The girl was deeply in love with a man, but her mean mom connived to marry her sister off to the man. It was in the good, ol’ days when that sort of thing happened and she had to live with her pain – until some time later someone told her the most profound thing; that everyone’s born with a box of matches inside and that it takes a gentle word, a warm glimpse or an act of kindness to light a match and make the person glow with self-worth. Unfortunately, some people seem to be born with frigid breath and seem to take delight in blowing out other people’s matches or in drenching the box of matches with negativity, spite, ridicule and rejection. In so doing, a person’s glow of self-worth may fade until it’s little more than a glimmer.
All it takes is the willingness to allow it to dry by letting others near. Yes, yes, I know that that requires trust and making yourself vulnerable, but if you don’t do it, the price you risk paying is huge: a lifetime of being less than, not good enough, empty, just a glimmer of who you really are.”
“Wow. You talk about matches like I talk about an emotional bucket. These people – the ones you say have ‘frigid breath’ – are the same ones who drill holes in your bucket, leaving you feeling like you’re the sum total of the meaning they have been giving your actions and your life. And sometimes that doesn’t amount to much!”
“You’re right. Of course, you’re right. But what is equally important to know, is that most people don’t wake up one morning and decide – today I’m going to blow out some matches or today I’m going to drill some holes. No, they know pain, sometimes intense pain, in their own lives. They may come from a place of abuse, where there’s a lack of physical, emotional and social support… where there’s nothing. I don’t mean money and poverty – I know many folk who have an abundance of wealth and yet there is still pain, a lack that has nothing to do with money. For example, there may have been absent parents or parents who had no time, little contact and even less care. Or people who have an unrealistic view of others, or those who feel that life owes them … They become mean and hurtful because they can’t stand seeing others happy or glowing, because it makes their own lack and pain so much more intense.”
Vee goes to take the muffins out of the oven and places them on the cooling rack. It gives me a moment to let her words settle in. People have started to come in and a short queue has begun to form at the front desk.
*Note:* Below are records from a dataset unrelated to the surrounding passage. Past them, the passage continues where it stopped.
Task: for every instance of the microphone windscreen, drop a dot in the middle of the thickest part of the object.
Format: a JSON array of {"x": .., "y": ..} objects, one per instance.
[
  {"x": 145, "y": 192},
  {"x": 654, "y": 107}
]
I know it is time for me to go. I pop my head around the door into the kitchen and quietly gesture to Vee that she has customers waiting and that I need to go. Quickly, she pulls the tray out and wipes her hands on a dishcloth.
“Sorry about that, sweetie. But come back. Please. I’d love to chat a little more, but duty calls.” She rolls her eyes. “And listen, see if you can find a book called Jabez’s Prayer. There is a bit where Jabez prays that he will be spared pain so he will not inflict pain on others. You’ll find that interesting.
As a parting shot, she says with a twinkle in her eye. “You’ve chosen a man who can dry out a shipload of matches – all you need to do is trust.”
Then she waves me off.
Back in the car, I sit quietly for a moment. There is something of a domino effect going on in my head, and all of a sudden, I realise what my priority should be.